Her mother suggested that she made some paintings of the demonstrations and presented them as gifts to the protesters.

“I made two paintings; one of them is titled ‘The Rain of Iraq Hearts’ and I published them. But I said that any cultural activity is meaningless without going to Tahrir Square,” she said.

She explained that her mother had to work hard to convince her father to take her to the square, which has been central to the uprising and the scene of a violent backlash with security services firing teargas and live bullets at those gathered there.

Ameer’s mother heard her speaking of her sadness at being unable to attend the protests and meet the young people demanding revolutionary change.

She persuaded her father to allow her to attend “because she knows very well that I am a girl of principles and she teaches me the importance of making my words correspond with my actions.

“My father and mother took me to Tahrir Square on the last day of 2019. I found there a beautiful picture of Iraq and l looked attentively at the Freedom Monument,” one of the city’s most well-known and best-loved statutes and a symbol of revolution.

“Because my country has suffered from difficult and critical circumstances, I raised two banners announcing my campaign for spreading a culture of love, peace, tolerance, and co-existence, banishing hatred,” Ameer explained.

The banners read “Love is the best medicine for Iraq” and “by love we can build Iraq.”

Samaa told the Star that she hoped to use her artwork to raise the voice of Iraqi women who are playing a leading role in the uprising.
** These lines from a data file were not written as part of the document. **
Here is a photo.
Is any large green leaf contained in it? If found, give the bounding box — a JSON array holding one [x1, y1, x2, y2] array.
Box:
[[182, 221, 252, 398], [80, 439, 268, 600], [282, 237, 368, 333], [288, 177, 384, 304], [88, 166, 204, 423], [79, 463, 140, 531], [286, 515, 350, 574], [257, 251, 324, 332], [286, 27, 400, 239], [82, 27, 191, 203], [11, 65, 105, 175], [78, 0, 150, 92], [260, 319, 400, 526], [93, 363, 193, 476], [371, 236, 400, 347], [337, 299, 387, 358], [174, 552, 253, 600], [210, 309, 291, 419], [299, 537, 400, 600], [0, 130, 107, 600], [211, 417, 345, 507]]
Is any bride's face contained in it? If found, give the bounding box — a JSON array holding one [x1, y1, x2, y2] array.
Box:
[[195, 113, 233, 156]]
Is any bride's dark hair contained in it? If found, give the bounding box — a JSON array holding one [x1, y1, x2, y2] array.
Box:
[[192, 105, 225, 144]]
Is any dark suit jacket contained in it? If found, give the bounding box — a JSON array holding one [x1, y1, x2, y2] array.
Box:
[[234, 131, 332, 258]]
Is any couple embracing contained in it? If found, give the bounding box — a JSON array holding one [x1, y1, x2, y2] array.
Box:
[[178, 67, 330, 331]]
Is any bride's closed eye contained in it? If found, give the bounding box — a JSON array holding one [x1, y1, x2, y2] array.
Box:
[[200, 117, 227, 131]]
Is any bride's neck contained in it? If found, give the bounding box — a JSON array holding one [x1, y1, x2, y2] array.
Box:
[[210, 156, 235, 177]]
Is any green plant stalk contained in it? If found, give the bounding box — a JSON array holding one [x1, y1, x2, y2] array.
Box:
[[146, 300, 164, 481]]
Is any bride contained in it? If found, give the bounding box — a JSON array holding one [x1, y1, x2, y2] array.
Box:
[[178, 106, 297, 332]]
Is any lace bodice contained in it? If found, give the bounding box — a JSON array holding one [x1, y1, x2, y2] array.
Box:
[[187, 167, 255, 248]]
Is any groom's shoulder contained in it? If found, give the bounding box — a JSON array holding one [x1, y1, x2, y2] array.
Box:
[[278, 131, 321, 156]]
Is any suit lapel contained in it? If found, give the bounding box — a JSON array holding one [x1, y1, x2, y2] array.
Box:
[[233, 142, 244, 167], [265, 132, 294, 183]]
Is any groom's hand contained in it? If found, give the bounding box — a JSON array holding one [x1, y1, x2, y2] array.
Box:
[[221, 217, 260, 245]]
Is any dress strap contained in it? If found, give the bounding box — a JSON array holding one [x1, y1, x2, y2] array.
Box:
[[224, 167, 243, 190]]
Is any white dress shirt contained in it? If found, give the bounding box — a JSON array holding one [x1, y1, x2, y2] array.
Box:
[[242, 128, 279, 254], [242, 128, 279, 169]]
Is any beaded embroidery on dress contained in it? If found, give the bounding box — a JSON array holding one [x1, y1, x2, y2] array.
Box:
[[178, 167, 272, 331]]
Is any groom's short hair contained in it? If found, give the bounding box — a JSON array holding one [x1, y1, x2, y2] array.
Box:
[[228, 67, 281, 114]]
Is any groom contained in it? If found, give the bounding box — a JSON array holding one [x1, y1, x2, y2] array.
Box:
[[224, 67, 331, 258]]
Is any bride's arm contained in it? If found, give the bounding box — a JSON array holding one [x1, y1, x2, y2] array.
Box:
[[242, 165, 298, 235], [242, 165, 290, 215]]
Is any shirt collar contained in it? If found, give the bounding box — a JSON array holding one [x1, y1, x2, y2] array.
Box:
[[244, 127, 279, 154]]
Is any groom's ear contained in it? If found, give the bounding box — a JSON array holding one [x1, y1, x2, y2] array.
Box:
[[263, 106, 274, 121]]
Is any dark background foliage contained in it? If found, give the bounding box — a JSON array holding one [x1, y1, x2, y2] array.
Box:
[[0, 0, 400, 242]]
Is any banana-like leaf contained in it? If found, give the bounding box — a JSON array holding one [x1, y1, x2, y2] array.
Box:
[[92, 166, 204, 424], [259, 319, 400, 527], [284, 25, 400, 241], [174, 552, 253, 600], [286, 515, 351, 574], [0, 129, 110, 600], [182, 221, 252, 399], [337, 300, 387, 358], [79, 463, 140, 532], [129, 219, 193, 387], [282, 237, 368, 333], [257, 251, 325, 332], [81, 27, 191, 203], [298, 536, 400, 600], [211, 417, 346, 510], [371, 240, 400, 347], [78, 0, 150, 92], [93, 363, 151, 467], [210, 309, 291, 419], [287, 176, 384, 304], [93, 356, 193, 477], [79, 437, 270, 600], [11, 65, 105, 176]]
Scores have been killed and arrested in protests across the country, but refuse to be intimidated.

Hundreds of women took to the streets of Baghdad on Thursday in defiance of a bid by Islamist cleric Muqtada al-Sadr to enforce gender separation in the rallies.

They said they refused to allow Iraq to become “another Iran” after Mr Sadr accused protesters of using drugs and alcohol, a practice he derided as “immoral” insisting women should not be present in the squares.
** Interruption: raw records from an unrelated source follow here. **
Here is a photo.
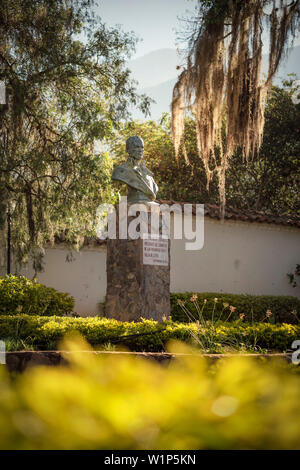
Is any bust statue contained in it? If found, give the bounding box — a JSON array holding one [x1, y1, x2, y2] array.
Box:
[[111, 135, 158, 203]]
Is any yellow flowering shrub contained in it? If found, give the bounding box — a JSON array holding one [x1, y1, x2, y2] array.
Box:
[[0, 339, 300, 449]]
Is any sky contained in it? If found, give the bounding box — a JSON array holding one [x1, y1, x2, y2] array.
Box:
[[95, 0, 197, 59], [95, 0, 300, 59]]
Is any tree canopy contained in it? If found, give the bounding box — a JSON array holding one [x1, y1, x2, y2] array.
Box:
[[110, 77, 300, 215], [0, 0, 148, 269], [172, 0, 300, 215]]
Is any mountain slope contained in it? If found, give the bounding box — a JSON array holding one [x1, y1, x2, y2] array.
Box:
[[128, 46, 300, 120]]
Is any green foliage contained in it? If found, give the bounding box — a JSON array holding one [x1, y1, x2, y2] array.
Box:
[[0, 0, 148, 271], [0, 275, 74, 317], [0, 339, 300, 450], [170, 292, 300, 324], [0, 315, 300, 353]]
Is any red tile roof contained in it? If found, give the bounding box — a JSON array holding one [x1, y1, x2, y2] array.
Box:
[[156, 199, 300, 228]]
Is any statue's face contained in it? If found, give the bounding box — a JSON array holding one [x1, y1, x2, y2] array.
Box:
[[127, 138, 144, 160]]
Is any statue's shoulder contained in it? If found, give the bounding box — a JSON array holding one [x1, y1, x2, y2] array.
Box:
[[143, 162, 154, 177]]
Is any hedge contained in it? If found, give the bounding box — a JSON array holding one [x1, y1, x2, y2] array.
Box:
[[0, 275, 74, 316], [0, 315, 300, 352], [170, 292, 300, 324]]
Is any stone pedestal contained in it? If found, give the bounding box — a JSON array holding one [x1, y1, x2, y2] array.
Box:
[[105, 204, 170, 321]]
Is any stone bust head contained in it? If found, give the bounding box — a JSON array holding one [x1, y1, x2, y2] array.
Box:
[[112, 135, 158, 203], [126, 135, 144, 160]]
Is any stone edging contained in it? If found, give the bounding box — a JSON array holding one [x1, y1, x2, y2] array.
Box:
[[2, 351, 292, 372]]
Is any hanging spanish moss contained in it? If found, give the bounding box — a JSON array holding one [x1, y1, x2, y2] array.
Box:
[[172, 0, 300, 219]]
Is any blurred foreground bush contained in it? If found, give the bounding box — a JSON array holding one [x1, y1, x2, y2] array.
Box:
[[0, 315, 300, 352], [0, 275, 74, 315], [0, 340, 300, 449]]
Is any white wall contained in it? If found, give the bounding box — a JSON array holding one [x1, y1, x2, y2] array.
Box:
[[6, 217, 300, 315], [171, 217, 300, 297]]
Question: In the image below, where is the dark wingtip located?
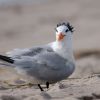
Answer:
[0,55,14,64]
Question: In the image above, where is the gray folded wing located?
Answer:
[15,51,73,82]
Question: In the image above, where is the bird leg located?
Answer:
[46,82,49,89]
[38,84,44,91]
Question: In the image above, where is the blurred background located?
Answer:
[0,0,100,79]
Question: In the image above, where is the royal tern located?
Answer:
[0,22,75,91]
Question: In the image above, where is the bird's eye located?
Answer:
[65,29,69,32]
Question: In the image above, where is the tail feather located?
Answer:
[0,55,14,64]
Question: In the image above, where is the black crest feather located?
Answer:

After Thursday’s march Mr Sadr warned it was full of “nudity, promiscuity, drunkenness, immorality, debauchery ... and non-believers” to discourage further participation.

The influential leader initially supported the protest movement, but has since come out in opposition and called for Iraqi’s to support new Prime Minister Mohammed Tawfiq Allawi.

But the youth-led protest movement has rejected his appointment seeing him as part of the corrupt elite they are trying to overthrow.

At least 600 people are believed to have been killed since the uprising began.

Ameer called for an end to the violence and urged Iraqi’s to “fill your heart with love to build your country.”